I am certain that Dr. Bill Law, Deveron Gibbons, Kevin Gordon, Tonjua Williams, Lema Construction and a host of others have breathed a sigh of relief after the successful ribbon cutting ceremony of the new Douglas L. Jamerson Jr. SPC Midtown campus. However, while the emotional, physical and financial realities of getting the building built is behind them, the reality for the community is that the real work has just begun!
In the late 1990s, redevelopment of Jordan Park and the 22nd Street Corridor discussions began with their residents and the surrounding neighborhood associations. The $27 million dollar Hope VI project was being hailed as the catalyst for that redevelopment. While that effort didn’t manifest the hopes and dreams of residents and employees, like myself who served as the Hope VI Director for Support Services, here we find ourselves some 18 years later with projects that have been developed in spite of the missed opportunities that resulted under Hope VI.
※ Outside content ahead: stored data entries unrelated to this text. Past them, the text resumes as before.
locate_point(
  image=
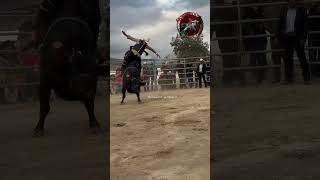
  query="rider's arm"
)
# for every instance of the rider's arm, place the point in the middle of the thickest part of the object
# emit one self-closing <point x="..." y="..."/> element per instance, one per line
<point x="148" y="47"/>
<point x="130" y="37"/>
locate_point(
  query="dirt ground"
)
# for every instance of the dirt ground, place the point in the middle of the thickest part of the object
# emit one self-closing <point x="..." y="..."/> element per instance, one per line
<point x="266" y="133"/>
<point x="68" y="152"/>
<point x="164" y="138"/>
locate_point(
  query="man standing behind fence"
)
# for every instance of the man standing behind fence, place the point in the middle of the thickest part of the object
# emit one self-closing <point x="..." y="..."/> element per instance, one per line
<point x="201" y="71"/>
<point x="293" y="34"/>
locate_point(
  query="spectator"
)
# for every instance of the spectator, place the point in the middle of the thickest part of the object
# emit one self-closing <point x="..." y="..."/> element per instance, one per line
<point x="201" y="72"/>
<point x="293" y="34"/>
<point x="314" y="39"/>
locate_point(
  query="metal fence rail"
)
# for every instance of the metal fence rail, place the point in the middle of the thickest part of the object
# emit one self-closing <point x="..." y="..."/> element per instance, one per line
<point x="238" y="20"/>
<point x="167" y="73"/>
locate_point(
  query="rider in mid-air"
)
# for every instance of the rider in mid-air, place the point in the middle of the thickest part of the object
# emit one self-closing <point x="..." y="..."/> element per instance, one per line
<point x="135" y="52"/>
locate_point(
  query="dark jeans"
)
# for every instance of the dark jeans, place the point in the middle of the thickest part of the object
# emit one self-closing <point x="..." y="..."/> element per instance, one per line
<point x="292" y="43"/>
<point x="276" y="58"/>
<point x="314" y="54"/>
<point x="202" y="76"/>
<point x="259" y="59"/>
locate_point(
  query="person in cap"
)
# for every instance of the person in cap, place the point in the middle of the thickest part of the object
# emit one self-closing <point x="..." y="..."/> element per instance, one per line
<point x="201" y="71"/>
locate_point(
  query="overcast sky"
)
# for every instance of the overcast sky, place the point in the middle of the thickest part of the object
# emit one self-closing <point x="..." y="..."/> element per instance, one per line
<point x="154" y="19"/>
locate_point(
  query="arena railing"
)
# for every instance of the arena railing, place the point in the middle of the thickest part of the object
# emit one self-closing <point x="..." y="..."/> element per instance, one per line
<point x="171" y="63"/>
<point x="240" y="37"/>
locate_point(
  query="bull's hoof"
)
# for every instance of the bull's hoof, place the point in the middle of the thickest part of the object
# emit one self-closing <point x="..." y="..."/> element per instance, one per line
<point x="38" y="133"/>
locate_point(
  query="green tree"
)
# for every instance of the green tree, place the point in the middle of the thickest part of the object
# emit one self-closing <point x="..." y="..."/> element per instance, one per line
<point x="189" y="47"/>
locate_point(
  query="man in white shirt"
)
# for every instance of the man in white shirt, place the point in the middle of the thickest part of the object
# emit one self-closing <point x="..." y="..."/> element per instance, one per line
<point x="293" y="34"/>
<point x="201" y="71"/>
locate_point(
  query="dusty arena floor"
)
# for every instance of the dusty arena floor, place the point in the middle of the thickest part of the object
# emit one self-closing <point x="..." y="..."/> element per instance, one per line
<point x="266" y="133"/>
<point x="164" y="138"/>
<point x="68" y="152"/>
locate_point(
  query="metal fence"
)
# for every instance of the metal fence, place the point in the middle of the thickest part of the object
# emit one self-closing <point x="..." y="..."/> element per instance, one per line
<point x="164" y="74"/>
<point x="239" y="7"/>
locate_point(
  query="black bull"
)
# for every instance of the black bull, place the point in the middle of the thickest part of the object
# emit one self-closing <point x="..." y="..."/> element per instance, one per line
<point x="131" y="81"/>
<point x="68" y="66"/>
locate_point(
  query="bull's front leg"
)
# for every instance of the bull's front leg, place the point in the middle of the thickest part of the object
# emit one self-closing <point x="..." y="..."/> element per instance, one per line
<point x="44" y="97"/>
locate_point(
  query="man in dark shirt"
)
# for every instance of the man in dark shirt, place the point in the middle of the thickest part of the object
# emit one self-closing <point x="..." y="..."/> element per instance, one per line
<point x="201" y="71"/>
<point x="293" y="33"/>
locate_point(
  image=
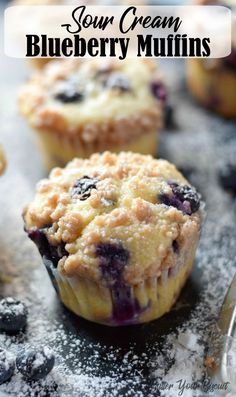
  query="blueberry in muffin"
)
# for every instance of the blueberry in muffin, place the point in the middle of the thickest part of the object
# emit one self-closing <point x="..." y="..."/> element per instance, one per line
<point x="213" y="81"/>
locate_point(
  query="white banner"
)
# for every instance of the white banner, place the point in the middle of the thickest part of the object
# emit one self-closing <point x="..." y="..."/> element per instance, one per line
<point x="114" y="31"/>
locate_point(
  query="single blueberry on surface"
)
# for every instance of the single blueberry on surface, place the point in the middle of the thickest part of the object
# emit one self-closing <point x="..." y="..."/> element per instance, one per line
<point x="13" y="315"/>
<point x="7" y="366"/>
<point x="175" y="246"/>
<point x="227" y="175"/>
<point x="183" y="197"/>
<point x="113" y="257"/>
<point x="159" y="91"/>
<point x="35" y="364"/>
<point x="230" y="61"/>
<point x="51" y="252"/>
<point x="117" y="81"/>
<point x="83" y="187"/>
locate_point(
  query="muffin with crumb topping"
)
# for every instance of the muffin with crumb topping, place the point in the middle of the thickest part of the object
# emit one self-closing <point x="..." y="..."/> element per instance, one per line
<point x="117" y="234"/>
<point x="2" y="161"/>
<point x="213" y="81"/>
<point x="82" y="107"/>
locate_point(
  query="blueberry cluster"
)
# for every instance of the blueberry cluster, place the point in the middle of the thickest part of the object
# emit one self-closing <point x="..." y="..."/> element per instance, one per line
<point x="13" y="315"/>
<point x="69" y="92"/>
<point x="33" y="364"/>
<point x="117" y="81"/>
<point x="83" y="187"/>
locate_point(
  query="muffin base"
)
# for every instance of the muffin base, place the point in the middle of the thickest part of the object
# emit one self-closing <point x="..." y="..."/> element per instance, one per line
<point x="140" y="303"/>
<point x="214" y="88"/>
<point x="57" y="150"/>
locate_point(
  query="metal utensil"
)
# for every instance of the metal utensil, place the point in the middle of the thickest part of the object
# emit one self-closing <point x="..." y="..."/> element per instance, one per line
<point x="224" y="353"/>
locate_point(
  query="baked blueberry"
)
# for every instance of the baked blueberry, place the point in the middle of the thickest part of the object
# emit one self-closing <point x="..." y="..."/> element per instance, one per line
<point x="83" y="186"/>
<point x="35" y="364"/>
<point x="112" y="260"/>
<point x="48" y="251"/>
<point x="183" y="197"/>
<point x="7" y="366"/>
<point x="227" y="175"/>
<point x="117" y="81"/>
<point x="13" y="315"/>
<point x="159" y="91"/>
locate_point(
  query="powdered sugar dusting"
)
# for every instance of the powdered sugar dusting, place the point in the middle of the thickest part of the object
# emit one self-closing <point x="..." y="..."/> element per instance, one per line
<point x="92" y="360"/>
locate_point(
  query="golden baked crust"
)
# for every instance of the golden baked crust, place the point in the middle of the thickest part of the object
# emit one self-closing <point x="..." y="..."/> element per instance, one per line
<point x="123" y="207"/>
<point x="105" y="112"/>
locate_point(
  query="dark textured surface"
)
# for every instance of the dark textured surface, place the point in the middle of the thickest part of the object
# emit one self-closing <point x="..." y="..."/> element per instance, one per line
<point x="196" y="144"/>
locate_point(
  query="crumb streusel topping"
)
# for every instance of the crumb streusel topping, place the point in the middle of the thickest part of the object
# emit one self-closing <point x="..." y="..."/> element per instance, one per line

It is my hope that as a result of the many redevelopment initiatives that have fallen short or simply failed to make any substantive changes, that residents and business owners within the south St. Petersburg CRA will not allow history to repeat itself by allowing the powers to be to lose sight of the vision to create opportunities aimed directly at improving the socio-economic status of the residents and businesses located within the CRA boundaries.
I pray that the days of the backdoor and side door deals of individuals who have little to no interest in seeing the people or the businesses in Midtown’s socio-economic status improve is something that happened in the past and we gain a sense of determination that it will not happen no more, no more, no more!
In May of this year, the St. Petersburg City Council adopted the south St. Petersburg Community Redevelopment Plan, which is a comprehensive plan aimed at reducing poverty in the designated redevelopment area that is boarded between 30th Avenue South to Second Avenue North, I 275 to the north, 49th Street to the west and 4th Street to the east. This plan has the potential to do what Hope VI should have done!
However, if city staff and the Community Advisory Committee does not acknowledge that the current formatting of the CRA Plan doesn’t allow for the level of long term accountability/sustainability, we simply will see history repeat itself.
In a two part series entitled “Laying the foundation for planning, Why God Calls Us to Plan,” authors Dr. Howard W. Olsen, and his wife Dr. Nancy Olsen layout a biblical framework for strategic planning. They lay out the primary components of a strategic plan that includes:
• Mission/core purpose;
• Goals (Specific methods for getting to where you are going)
• Core Values/Beliefs;
• Vision (5-10 years where are we going)
• Strategic Objectives (intermediate objectives or milestones you need to accomplish to get where you are going)
• Scorecard/Evaluation (measure and manages your strategic plan)
• Action Steps (usually in increments of 30, 60, 90 day specific actions
The CRA must be viewed as a strategic road map for reducing poverty. Inasmuch it should have the following core components that are consistent with those outlined by the Olsens, and any other consultants who assist organizations with mapping their strategic direction.
• The CRA redevelopment plan must be formatted with specific goals, objectives and measurable outcomes, which are related directly toward the overarching goal of reducing poverty. The plan must be void of any one individual’s interpretation of what outcomes will reduce poverty and which ones won’t. The members of the community advisory committee who have staggered terms must develop an implementation plan that stands on its own merit regardless of who comes and goes as a part of this long-term planning process.
• The CRA redevelopment plan must include a mapping of the human, physical and financial assets that already exist within this community, and once identified determine how those assets should be supported to achieve specific objectives prior to going out with an RFP that will result in someone else coming into the community and doing something for us at the risk of duplicating something that is already existing within the community.
During SPC’s ribbon cutting ceremony, Gibbons made reference to SPC’s earlier plans to build a state-of-the-art childcare facility, however, through their planning process questioned the practicality of that when there were already two childcare facilities in place: Happy Worker’s Learning Center Inc. and Mt. Zion Progressive Missionary Baptist Church within close proximity of the Midtown campus.
(The comment brought tears to my eyes. Historically the African-American community has had to suffer through all of the half-hearted ideas and plans that others have had for us, with one of the casualties being our businesses have close.)
• Lastly the CRA plan must include a partnership with one of our educational institutions with the capacity to develop an evaluation component to the redevelopment plan that clearly evaluates the plan’s effectiveness in reducing poverty within the CRA boundaries.
It is my hope that for once and for all the powers to be in Pinellas County can convincingly demonstrate that BLACK LIVES DO MATTER, as evidenced in their actions and not via sheer rhetoric!